The Vocational Education and Training sector (VET) is doing more to address Australia’s skills shortage than private providers, according to a new paper from the Centre for Policy Development.
The paper’s author, Christopher Stone, found that in Victoria 29% of TAFE students are being trained to fill jobs affected by the skills shortage, compared to less than 20% of students in private training facilities.
Stone said the sector also provided greater benefit to wider society than other education providers.
Nationally, TAFE had a greater share of disabled students (7.2%) than the private education sector (4.2%), and also had a greater regional and rural footprint.

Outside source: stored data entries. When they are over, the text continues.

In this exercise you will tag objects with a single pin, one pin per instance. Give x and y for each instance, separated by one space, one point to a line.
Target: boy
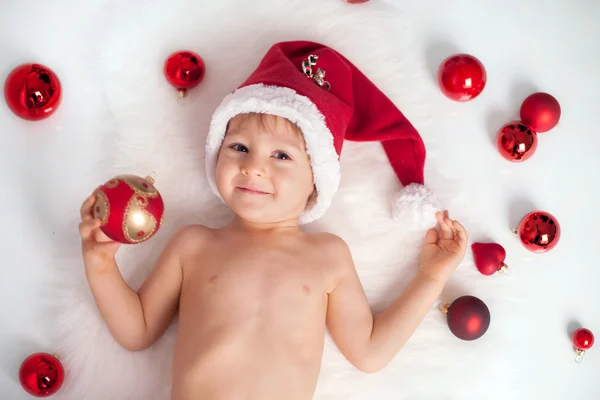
255 297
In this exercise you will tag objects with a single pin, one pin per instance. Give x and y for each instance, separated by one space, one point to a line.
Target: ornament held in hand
184 70
583 340
516 141
489 258
462 77
539 231
32 91
41 374
130 207
541 111
468 317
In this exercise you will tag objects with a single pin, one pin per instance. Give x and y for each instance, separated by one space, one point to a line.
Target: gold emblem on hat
319 76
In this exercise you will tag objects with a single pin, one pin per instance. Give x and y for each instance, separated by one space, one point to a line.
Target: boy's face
263 172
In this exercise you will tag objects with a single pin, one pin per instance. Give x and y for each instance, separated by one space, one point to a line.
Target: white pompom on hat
331 101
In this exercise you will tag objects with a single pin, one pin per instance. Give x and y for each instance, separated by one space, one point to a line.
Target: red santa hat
331 101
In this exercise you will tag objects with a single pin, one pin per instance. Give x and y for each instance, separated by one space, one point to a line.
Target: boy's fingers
446 230
462 234
110 247
86 207
431 237
87 226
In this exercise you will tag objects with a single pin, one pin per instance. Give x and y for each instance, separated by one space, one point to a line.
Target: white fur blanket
119 115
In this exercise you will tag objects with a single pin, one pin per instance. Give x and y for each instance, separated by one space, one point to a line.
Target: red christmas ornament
32 91
41 374
539 231
489 258
516 141
541 111
184 70
583 340
468 317
461 77
130 207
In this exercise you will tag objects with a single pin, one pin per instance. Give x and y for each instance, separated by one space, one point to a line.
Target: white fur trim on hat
286 103
415 206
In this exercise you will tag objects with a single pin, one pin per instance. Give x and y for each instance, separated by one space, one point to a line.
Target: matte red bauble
461 77
539 231
32 91
583 340
541 111
130 207
489 258
184 70
516 141
41 374
468 317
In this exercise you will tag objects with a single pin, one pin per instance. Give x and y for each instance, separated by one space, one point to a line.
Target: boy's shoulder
328 241
191 234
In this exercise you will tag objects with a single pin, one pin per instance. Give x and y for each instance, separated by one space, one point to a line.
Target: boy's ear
312 198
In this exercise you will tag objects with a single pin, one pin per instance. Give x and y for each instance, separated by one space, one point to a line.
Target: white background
526 46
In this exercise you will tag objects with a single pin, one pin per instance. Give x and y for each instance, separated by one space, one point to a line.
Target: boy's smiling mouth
251 190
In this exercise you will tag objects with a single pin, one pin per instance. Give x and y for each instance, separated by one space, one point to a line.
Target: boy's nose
253 168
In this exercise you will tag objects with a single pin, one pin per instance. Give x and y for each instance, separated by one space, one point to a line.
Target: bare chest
256 277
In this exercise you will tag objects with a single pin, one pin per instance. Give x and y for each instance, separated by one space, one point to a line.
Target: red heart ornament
489 258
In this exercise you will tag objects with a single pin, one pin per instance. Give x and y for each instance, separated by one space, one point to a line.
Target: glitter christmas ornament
583 340
32 91
516 141
184 70
41 374
539 231
130 208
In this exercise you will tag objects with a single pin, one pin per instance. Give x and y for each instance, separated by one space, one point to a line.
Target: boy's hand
97 248
443 251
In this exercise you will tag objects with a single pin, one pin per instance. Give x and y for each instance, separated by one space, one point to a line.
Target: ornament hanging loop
579 355
505 270
151 177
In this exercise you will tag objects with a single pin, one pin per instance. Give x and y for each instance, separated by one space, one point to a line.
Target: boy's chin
261 216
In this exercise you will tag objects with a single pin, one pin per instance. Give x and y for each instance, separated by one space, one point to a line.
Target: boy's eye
282 156
239 147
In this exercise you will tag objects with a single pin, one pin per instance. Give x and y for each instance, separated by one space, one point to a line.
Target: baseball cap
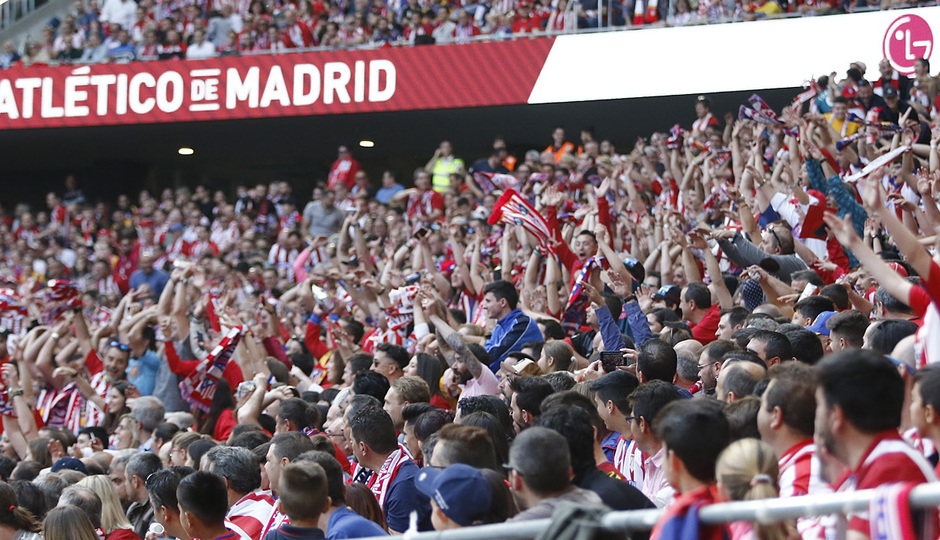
460 491
819 325
69 463
527 368
669 292
898 267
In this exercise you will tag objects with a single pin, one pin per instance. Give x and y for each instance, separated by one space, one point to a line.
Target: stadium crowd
737 310
98 31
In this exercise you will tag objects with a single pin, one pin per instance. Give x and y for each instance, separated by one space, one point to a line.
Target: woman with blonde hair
113 520
68 523
557 355
747 470
179 446
15 520
124 436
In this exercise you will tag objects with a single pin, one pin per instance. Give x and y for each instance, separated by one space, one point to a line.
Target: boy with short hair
303 496
693 432
203 502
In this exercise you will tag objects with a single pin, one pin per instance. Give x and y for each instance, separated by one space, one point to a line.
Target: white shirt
121 12
197 51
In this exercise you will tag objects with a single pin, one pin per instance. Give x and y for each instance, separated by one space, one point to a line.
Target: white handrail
767 511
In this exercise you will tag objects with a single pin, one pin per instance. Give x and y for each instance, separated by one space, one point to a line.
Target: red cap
898 268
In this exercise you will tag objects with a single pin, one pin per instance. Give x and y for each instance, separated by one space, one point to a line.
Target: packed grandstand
736 307
98 31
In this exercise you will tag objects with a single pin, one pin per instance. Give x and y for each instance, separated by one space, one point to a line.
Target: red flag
512 209
199 387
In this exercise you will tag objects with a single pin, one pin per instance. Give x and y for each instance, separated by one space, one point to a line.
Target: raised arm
896 285
907 242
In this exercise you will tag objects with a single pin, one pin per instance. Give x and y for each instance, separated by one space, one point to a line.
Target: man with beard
858 411
475 376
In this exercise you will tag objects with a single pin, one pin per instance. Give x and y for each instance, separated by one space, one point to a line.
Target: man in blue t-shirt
375 445
340 521
144 363
513 327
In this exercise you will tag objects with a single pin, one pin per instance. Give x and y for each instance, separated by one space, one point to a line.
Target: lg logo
907 39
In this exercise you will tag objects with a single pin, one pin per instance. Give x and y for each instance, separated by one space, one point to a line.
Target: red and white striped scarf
199 387
512 209
250 514
628 459
62 408
380 482
93 415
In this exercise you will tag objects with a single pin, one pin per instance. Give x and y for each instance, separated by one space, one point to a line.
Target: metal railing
12 11
764 511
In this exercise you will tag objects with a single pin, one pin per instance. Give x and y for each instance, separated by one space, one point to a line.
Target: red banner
300 84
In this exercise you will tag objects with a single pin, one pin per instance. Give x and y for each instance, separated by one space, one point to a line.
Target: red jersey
704 330
889 459
249 516
343 171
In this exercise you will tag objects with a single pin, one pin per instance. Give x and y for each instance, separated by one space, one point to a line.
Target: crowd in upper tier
732 309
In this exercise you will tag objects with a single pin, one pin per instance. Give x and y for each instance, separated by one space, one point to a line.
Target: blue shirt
142 372
156 279
403 497
344 523
385 195
510 333
289 532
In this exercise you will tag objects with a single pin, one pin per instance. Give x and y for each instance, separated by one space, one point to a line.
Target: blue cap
819 325
69 463
460 491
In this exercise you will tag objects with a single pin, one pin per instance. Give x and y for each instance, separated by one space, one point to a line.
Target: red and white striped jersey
801 474
250 515
107 286
282 259
628 459
275 520
800 471
924 446
93 415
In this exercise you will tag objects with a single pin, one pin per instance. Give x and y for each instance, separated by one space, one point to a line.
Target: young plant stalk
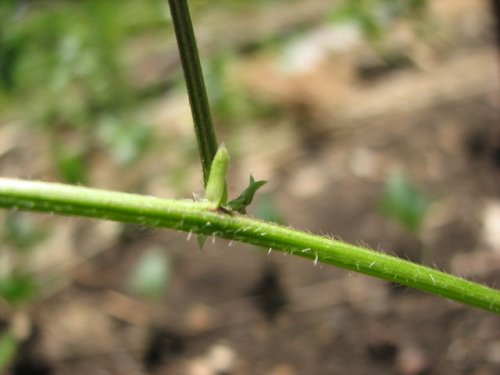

Stone is using these findings to argue that recent cuts to the VET sector are misguided.
“The major finding is that the evidence is often ignored in reformations of TAFE,” he said.
“That’s been true in the past and right now with both Victorian reforms and with NSW and Queensland following on.”
He said TAFE provides a return on investment for governments, and should be subsidised to reflect this.
“Obviously TAFE is good for individuals, for their personal development and career,” he said.
“But in terms of spending taxpayer’s money, we need to be making sure we are subsidising the VET sector in a way that is good for our economy.”
Associate Professor Leesa Wheelahan of the LH Martin Institute said private providers were not adequately covering Australia’s training needs.
“The report explains why it isn’t possible to leave TAFE as a residual provider of last resort that undertakes training private providers don’t want to do,” she said.
“Allowing private providers to offer high volume, cheap to run programs while TAFE is left running expensive programs will endanger the long term viability of TAFE, but also run down provision in regions and rural areas, and result in reduced access for people from disadvantaged backgrounds.”